On December 1, it was decided that the TPNW’s third meeting of states parties will take place again in New York, on March 3, 2025. That’s 458 days for prospective delegates from places like Tijuana, Nuevo Laredo, Guatemala City, or Abuja to secure a visa to attend. With current US wait times, they simply won’t have enough time. Given this reality, it’s not surprising that many from the developing world are summarily discouraged from participating in nuclear policy forums.

Civil society organizations from the Global North are not indifferent to the issue of inequitable representation, and some international coalitions headquartered in developed countries help fund participation of developing country delegations. In many cases, these coalitions also stand as guarantors for delegates who need visa sponsorship. But there are limits to these non-profit organization’s financial and political leverage. While ICAN was able to sponsor 248 delegates at the Vienna meeting, this number dwindled to 63 in New York.

ICAN’s executive director, Melissa Parke, addresses the second meeting of states parties to the Treaty on the Prohibition of Nuclear Weapons, at UN headquarters in New York City, Nov. 27, 2023. Photo by Darren Ornitz / ICAN.

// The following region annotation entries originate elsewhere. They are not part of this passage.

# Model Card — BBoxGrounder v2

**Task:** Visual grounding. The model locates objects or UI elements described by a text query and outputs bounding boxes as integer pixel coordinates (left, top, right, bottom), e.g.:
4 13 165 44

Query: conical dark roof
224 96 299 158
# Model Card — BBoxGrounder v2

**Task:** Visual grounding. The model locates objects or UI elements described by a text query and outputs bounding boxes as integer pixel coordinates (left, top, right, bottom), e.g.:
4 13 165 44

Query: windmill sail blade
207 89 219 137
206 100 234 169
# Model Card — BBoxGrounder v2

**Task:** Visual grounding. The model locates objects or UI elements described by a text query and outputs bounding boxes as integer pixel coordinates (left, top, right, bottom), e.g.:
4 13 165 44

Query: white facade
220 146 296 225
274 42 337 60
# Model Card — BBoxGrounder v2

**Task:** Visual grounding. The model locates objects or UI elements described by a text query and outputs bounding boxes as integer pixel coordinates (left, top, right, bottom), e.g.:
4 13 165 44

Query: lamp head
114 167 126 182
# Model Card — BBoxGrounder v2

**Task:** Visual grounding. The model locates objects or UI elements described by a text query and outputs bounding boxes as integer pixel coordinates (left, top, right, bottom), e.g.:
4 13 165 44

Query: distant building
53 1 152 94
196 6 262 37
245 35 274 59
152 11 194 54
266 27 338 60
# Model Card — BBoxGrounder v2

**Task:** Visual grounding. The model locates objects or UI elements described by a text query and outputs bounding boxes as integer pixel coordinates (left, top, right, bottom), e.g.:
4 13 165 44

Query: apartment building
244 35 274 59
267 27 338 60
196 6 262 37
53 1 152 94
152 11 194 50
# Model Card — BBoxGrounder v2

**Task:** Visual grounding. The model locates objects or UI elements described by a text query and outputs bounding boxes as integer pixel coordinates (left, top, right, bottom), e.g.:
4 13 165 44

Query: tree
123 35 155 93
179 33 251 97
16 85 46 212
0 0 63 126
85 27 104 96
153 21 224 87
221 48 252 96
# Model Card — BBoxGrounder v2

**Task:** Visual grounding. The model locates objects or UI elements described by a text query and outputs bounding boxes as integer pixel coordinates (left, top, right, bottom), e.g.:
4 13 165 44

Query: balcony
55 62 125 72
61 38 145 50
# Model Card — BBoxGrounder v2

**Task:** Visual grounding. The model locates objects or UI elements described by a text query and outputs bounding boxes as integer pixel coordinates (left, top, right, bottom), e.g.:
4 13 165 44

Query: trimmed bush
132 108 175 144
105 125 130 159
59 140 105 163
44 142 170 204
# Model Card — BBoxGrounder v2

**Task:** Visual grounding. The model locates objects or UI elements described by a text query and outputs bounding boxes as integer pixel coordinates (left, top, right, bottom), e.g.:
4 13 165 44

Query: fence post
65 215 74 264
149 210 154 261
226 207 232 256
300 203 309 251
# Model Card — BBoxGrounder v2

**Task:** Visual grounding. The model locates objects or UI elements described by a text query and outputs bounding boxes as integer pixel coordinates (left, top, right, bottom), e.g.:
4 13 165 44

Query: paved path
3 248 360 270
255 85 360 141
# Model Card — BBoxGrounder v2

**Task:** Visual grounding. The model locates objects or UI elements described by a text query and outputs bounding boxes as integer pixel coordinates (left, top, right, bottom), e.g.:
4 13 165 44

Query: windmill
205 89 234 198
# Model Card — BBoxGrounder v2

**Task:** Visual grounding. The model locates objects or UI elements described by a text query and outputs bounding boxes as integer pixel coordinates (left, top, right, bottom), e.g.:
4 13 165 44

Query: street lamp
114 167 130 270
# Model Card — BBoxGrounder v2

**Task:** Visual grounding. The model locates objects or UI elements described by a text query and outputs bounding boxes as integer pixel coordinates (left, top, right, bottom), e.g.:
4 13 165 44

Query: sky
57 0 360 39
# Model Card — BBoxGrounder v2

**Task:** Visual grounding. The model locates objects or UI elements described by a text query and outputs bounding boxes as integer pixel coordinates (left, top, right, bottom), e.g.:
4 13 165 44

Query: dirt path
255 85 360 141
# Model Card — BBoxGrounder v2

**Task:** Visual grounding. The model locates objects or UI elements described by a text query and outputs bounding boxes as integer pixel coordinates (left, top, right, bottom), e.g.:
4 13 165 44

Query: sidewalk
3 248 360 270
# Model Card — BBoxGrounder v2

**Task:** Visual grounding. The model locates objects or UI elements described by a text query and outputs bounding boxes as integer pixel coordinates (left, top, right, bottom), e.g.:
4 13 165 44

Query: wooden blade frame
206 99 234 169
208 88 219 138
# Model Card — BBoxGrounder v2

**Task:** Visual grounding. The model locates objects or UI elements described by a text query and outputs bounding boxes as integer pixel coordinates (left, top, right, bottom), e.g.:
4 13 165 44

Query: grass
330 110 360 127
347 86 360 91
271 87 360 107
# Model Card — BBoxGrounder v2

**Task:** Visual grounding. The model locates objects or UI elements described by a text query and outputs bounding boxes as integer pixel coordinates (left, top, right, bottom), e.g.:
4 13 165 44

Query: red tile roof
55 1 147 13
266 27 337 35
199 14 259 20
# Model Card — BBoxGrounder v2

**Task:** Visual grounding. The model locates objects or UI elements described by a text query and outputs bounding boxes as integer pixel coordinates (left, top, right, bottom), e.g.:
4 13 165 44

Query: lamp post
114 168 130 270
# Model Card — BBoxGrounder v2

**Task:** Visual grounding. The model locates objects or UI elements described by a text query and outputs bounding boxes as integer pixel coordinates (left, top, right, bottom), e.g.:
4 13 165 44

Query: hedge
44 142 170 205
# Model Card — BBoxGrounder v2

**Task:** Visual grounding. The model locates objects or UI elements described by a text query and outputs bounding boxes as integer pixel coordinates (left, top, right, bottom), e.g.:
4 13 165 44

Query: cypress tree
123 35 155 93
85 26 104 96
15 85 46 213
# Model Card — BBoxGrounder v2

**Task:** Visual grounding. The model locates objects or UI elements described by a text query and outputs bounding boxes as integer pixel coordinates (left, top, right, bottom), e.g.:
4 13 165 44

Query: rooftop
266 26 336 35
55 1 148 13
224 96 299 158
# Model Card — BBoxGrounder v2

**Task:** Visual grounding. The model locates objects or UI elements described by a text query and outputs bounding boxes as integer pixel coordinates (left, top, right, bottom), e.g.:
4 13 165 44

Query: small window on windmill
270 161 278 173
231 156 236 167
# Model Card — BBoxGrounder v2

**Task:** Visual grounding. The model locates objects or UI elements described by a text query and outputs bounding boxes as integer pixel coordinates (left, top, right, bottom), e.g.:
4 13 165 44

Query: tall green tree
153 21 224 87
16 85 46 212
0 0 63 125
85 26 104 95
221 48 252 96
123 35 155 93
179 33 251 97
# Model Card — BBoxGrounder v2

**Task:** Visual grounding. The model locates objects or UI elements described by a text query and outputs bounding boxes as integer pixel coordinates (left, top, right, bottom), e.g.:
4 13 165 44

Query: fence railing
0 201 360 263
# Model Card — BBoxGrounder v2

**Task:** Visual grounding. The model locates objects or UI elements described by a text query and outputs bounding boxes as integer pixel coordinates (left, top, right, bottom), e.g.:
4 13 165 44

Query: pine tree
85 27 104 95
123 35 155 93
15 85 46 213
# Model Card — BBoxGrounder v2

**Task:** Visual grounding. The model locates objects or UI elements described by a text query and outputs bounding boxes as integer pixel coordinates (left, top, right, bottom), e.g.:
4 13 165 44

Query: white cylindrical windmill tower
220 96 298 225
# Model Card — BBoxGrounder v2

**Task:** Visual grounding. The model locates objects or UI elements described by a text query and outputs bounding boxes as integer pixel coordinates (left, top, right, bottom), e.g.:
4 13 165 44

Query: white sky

Some recommendations. The inequitable visa system is one of the chief barriers to Global South participation in disarmament efforts, but it is certainly not the only one. TPNW state members should consider holding their 2025 meeting at an appropriate location in the Global South instead of the usual US and European venues. They should also consider expanding existing sponsorship programs to representatives from Least Developed Countries and Small Island Developing States (like those that suffered Cold War nuclear tests).

Lastly, the UN secretariat’s accreditation process is out of sync with host countries’ visa regimes. For this year’s meeting in New York, the secretariat did not conclude the accreditation process until November 17, 2023—just ten days before the meeting began. For many, confirmation of accreditation serves as the sole evidence for visa application processes, which, as seen above, take considerably longer than ten days. The UN should implement accreditation procedures more efficiently, and consider issuing invitation letters to accredited participants to support their visa applications.

As the TPNW welcomes new state members and becomes more institutionalized, it is increasingly absurd that the majority of civil society advocates are not representative of the publics they, and the treaty, draw legitimacy from. While equal representation does not automatically ensure all perspectives are heard equally, diversified participation is essential for the treaty processes to be effective. Nuclear disarmament is not an ambition exclusive to citizens from the Global North, nor to officials from the Global South with diplomatic passports.